What is flatbread? I don't know, I just can't think of another name for it and I don't want to take Silvana's "slab" bread term. So, you get my Flat Bread..LOL I have tried so many types of bread...slabs, focaccia, loaf, etc..and always found myself not completely satisfied. Mostly because the bread is great when right out of the oven and then a few hours later it shrivels up, becomes gummy and some just don't taste right.
I make the bread and it does not last more than a day in my house. The kids love it too. So, I hope you enjoy the recipe, give it a try, share it and try it (even if you are not GF, because it is that good)..ENJOY!
This is a close-up picture so that you can see the crust and the airy insides. I love the rustic way the bread looks. |
Gluten-Free Flatbread
Makes two flat loaves1 cup of sweet sorghum
1/2 cup of millet
1/2 cup of white rice flour
1 cup of tapioca flour
1 1/2 tsp. salt
3 tsp. xantham gum
2 T. sugar
1 1/2 cups of warm water
2 T. yeast
2 T. extra virgin olive oil
2 whole large eggs, at room temperature
1/2 tsp. vinegar
butter, herbs, seasonings for toppings
1. Mix the first 6 ingredients together. I use a whisk to make sure that it is well blended.
2. In a small bowl mix sugar, water, and yeast. Let sit until yeast is frothy on top. If after 3-5 minutes your yeast has not done anything, you may need to try again or replace your yeast.
3. Combine the olive oil, eggs, and vinegar in another small bowl. I do this to make sure that I don't accidentally crack any shells in the flour.
4. Combine the two liquids into the dry. You will notice that it takes a few minutes of stirring to become "gooey". The xantham gum is working but takes a minute. Using your hand mixer or large mixer, beat for 3 minutes. The dough does climb. I use a spatula to help keep it from reaching the top of the beaters.
5. Start preheating your oven to 400. Add your pizza stone. I don't use traditional cookie sheets. I like the stones because they create a wonderful crust on the bottom.
6. I get two sheets of parchment paper ready by sprinkling white rice flour first. The dough will be very, very soft and sticky. It's okay. Take a spoon and scoop the dough in two equal amounts on the parchment sheets. Sprinkle each pile with white rice flour, enough so that you can gently push the dough into rectangles. I usually try to make my shapes about 8 inches wide and 12 inches long. I try to make it about an inch thick or less. The more you spread it out the thinner the bread will be. This is okay, it's up to how thick you like your bread for sandwiches and toast.

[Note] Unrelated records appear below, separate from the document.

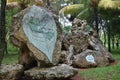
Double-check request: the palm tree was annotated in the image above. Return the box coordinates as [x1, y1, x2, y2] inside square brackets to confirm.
[0, 0, 6, 65]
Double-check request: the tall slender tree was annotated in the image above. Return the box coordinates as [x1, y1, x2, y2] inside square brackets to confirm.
[0, 0, 6, 65]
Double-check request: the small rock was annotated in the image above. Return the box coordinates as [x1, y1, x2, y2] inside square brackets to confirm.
[0, 64, 23, 80]
[25, 64, 77, 80]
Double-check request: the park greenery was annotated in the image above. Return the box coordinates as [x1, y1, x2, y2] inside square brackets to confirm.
[0, 0, 120, 80]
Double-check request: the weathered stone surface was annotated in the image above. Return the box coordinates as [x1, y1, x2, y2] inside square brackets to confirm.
[11, 5, 61, 65]
[60, 19, 115, 68]
[0, 64, 23, 80]
[73, 49, 109, 68]
[25, 64, 77, 80]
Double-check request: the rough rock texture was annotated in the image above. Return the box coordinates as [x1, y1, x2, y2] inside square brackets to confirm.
[11, 5, 61, 67]
[60, 19, 115, 68]
[25, 64, 77, 80]
[0, 64, 23, 80]
[73, 49, 109, 68]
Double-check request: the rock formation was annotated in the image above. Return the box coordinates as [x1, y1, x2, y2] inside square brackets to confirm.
[11, 5, 61, 67]
[60, 19, 114, 68]
[5, 5, 77, 80]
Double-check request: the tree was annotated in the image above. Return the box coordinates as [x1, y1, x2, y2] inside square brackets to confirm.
[99, 0, 120, 51]
[0, 0, 6, 65]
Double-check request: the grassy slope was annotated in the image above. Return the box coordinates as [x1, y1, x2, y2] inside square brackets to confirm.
[2, 46, 120, 80]
[79, 50, 120, 80]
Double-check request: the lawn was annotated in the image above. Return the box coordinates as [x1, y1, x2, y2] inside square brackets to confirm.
[79, 50, 120, 80]
[2, 47, 120, 80]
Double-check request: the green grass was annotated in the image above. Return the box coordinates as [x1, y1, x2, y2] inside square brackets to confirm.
[2, 53, 18, 64]
[79, 50, 120, 80]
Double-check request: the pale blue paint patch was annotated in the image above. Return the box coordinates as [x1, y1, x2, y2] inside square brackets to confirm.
[22, 6, 57, 62]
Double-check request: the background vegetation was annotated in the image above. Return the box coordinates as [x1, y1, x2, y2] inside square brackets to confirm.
[2, 0, 120, 80]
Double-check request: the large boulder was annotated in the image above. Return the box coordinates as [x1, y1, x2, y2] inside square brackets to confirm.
[0, 64, 24, 80]
[11, 5, 61, 67]
[25, 64, 77, 80]
[60, 19, 115, 68]
[73, 49, 109, 68]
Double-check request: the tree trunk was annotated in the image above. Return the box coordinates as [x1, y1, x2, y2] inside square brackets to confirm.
[92, 0, 99, 35]
[0, 0, 6, 65]
[108, 23, 111, 52]
[104, 31, 106, 47]
[47, 0, 50, 6]
[112, 35, 115, 49]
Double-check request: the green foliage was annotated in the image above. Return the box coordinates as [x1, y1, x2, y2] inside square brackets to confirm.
[79, 49, 120, 80]
[2, 53, 18, 64]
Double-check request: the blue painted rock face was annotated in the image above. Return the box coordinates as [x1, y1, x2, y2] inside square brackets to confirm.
[22, 6, 57, 62]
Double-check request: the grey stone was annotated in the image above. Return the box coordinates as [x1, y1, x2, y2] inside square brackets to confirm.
[0, 64, 24, 80]
[11, 5, 61, 67]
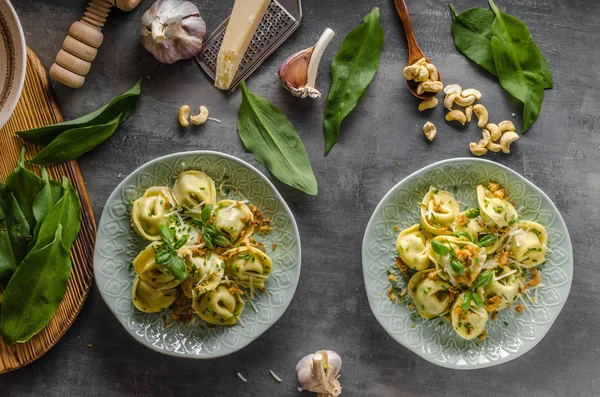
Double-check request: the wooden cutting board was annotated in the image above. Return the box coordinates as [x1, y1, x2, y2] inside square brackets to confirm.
[0, 48, 96, 374]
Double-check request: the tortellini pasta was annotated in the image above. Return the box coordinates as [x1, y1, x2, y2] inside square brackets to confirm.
[477, 185, 519, 228]
[408, 269, 453, 319]
[421, 186, 460, 235]
[173, 171, 217, 209]
[131, 276, 177, 313]
[214, 200, 253, 245]
[192, 284, 244, 325]
[509, 221, 548, 268]
[396, 224, 429, 270]
[451, 293, 488, 340]
[131, 186, 175, 241]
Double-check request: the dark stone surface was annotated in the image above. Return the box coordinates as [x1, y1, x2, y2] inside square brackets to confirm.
[0, 0, 600, 397]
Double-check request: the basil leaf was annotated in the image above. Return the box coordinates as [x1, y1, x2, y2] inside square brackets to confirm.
[460, 291, 471, 310]
[474, 270, 494, 288]
[238, 81, 317, 195]
[29, 117, 119, 165]
[6, 146, 44, 229]
[471, 292, 483, 307]
[450, 4, 496, 75]
[490, 0, 544, 132]
[431, 240, 452, 256]
[17, 79, 142, 146]
[200, 204, 213, 223]
[0, 226, 71, 345]
[169, 254, 188, 281]
[323, 7, 384, 155]
[450, 259, 465, 276]
[454, 230, 473, 241]
[477, 234, 498, 247]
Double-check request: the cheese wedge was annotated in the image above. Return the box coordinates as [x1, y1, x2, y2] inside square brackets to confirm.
[215, 0, 271, 90]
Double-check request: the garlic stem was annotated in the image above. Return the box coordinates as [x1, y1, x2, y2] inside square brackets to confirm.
[306, 28, 335, 88]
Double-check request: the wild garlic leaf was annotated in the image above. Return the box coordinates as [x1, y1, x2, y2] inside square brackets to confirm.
[323, 7, 384, 155]
[238, 81, 317, 195]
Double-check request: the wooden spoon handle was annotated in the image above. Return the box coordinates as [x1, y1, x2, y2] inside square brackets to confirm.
[394, 0, 424, 64]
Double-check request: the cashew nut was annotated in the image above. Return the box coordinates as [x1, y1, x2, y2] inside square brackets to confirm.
[460, 88, 481, 100]
[444, 92, 460, 110]
[465, 106, 473, 123]
[469, 142, 487, 156]
[454, 91, 475, 106]
[177, 105, 190, 127]
[419, 97, 438, 112]
[444, 84, 462, 94]
[498, 120, 517, 133]
[423, 121, 437, 141]
[425, 63, 440, 81]
[423, 81, 444, 92]
[485, 123, 502, 142]
[446, 110, 467, 125]
[473, 103, 488, 128]
[500, 131, 519, 154]
[190, 106, 208, 125]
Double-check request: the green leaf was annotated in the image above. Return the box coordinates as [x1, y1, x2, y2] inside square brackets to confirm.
[450, 259, 465, 276]
[431, 240, 452, 256]
[0, 224, 71, 344]
[200, 204, 213, 223]
[477, 234, 498, 247]
[490, 0, 544, 132]
[29, 117, 119, 165]
[238, 81, 317, 195]
[454, 230, 473, 241]
[31, 177, 81, 251]
[17, 79, 142, 146]
[158, 225, 175, 248]
[6, 146, 44, 230]
[323, 7, 384, 155]
[473, 270, 494, 288]
[450, 4, 496, 75]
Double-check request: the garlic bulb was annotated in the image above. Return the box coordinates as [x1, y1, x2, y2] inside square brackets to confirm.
[296, 350, 342, 397]
[140, 0, 206, 63]
[277, 28, 335, 99]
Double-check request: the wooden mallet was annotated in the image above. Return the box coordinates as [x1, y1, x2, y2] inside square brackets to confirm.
[50, 0, 141, 88]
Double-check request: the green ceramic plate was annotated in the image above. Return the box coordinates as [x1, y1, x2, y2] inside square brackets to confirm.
[362, 158, 573, 369]
[94, 151, 300, 359]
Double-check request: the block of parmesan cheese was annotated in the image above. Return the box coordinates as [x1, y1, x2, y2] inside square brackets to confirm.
[215, 0, 271, 90]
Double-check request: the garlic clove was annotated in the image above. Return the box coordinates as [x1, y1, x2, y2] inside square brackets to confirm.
[277, 28, 335, 99]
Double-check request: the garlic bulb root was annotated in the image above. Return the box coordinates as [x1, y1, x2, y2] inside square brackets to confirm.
[277, 28, 335, 99]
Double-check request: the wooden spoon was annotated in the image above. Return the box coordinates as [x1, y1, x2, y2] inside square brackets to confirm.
[394, 0, 442, 99]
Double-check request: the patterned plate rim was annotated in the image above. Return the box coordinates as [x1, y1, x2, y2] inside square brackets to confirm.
[94, 150, 302, 360]
[361, 157, 574, 370]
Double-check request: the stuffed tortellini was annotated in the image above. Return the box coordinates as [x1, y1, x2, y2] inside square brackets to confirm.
[421, 186, 460, 235]
[223, 246, 273, 290]
[213, 200, 254, 245]
[180, 248, 225, 299]
[408, 269, 454, 319]
[509, 221, 548, 268]
[451, 293, 488, 340]
[192, 283, 244, 325]
[131, 276, 177, 313]
[483, 266, 519, 310]
[477, 185, 519, 228]
[396, 224, 431, 270]
[427, 236, 486, 286]
[172, 171, 217, 209]
[133, 242, 180, 290]
[131, 186, 175, 241]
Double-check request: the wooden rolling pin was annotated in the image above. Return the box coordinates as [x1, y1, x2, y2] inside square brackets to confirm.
[50, 0, 141, 88]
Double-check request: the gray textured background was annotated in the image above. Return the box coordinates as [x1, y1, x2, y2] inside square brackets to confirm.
[0, 0, 600, 397]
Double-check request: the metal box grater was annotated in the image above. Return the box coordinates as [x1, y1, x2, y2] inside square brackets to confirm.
[196, 0, 302, 93]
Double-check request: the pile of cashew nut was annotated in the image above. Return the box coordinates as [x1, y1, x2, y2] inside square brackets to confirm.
[177, 105, 208, 127]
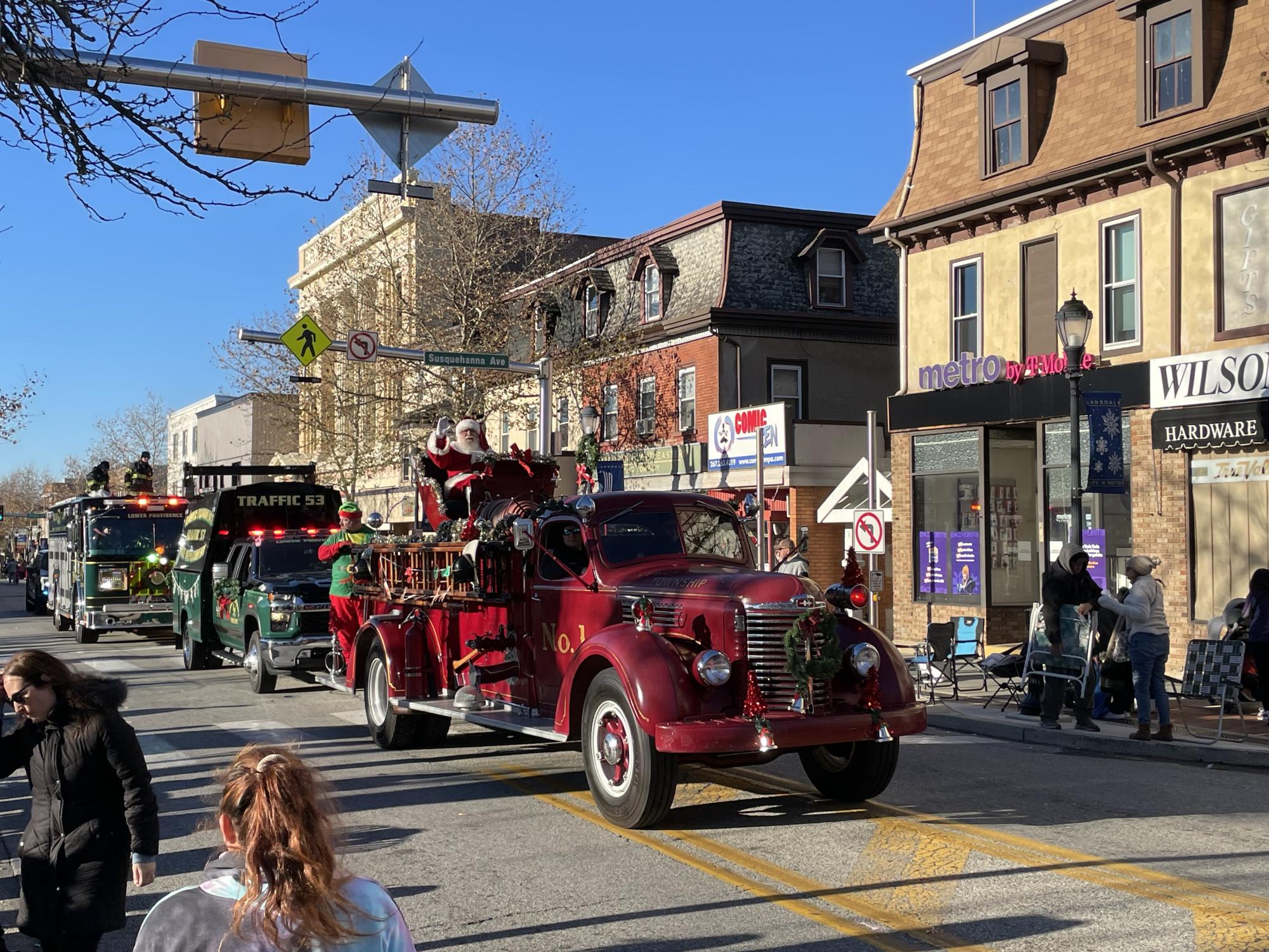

7. I let the bread rest for 30 minutes. It will rise, but not double. If you want to add olive oil, herbs or seasonings, this can be done now. Just use a small amount of oil and brush gently over the top and sprinkle your toppings to the desired amount.
This is the flat bread right before I put it into the oven. |
This recipe makes these two loaves of flatbread. |
I finally have a bread that holds up for a sandwich, with tons of toppings! YUM |
I store the extra bread in wax paper, wrapped in foil.